Over four seasons, the Netflix smash Orange Is the New Black has delved into some major social issues about law enforcement and the prison system, but LGBT characters often suffer the most when the show takes serious turns. Viewers were stunned when fan favorite Poussey (Samira Wiley) ended up on the short-of-breath end of an Eric Garner-inspired plotline — writers go so far as to have Poussey mouth, “I can’t breathe” before dying at the hands of a guard. Even Wiley was surprised by the level of fan outrage, but the death comes on the heels of numerous lesbian television casualties this year, and it managed to take out one of TV’s few queer people of color at the service of social commentary over story. That the move was conceived in a writers’ room with no black people just enraged fans more.

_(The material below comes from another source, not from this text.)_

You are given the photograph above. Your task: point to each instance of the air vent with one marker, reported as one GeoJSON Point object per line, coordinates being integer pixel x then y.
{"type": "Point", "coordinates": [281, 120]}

The gay male population of Westeros fell to zero in the season 6 finale of Game of Thrones, but not before Ser Loras Tyrell (Finn Jones) endured public humiliation. After spending most of the last two seasons locked andtortured in a dungeon, his sister Margaery (Natalie Dormer) negotiated a deal to have him released if he confessed in a homophobic church that sinned by laying with men, including the traitor Renly Baratheon. Then he pledged his life to the hateful church and was shockingly mutilated by having the symbol of the faith carved in his forehead (something Margary made clear was not part of the deal). It was all for nothing, though, as his sister, and the entire congregation, were blown up by the wicked Cersei Lannister immediately after. House Tyrell was reduced to only the accepting grandmother, who once unabashedly referred to Loras as a “sword swallower through and through.” LGBT viewers, meanwhile, are left with only the lesbian character of Yara.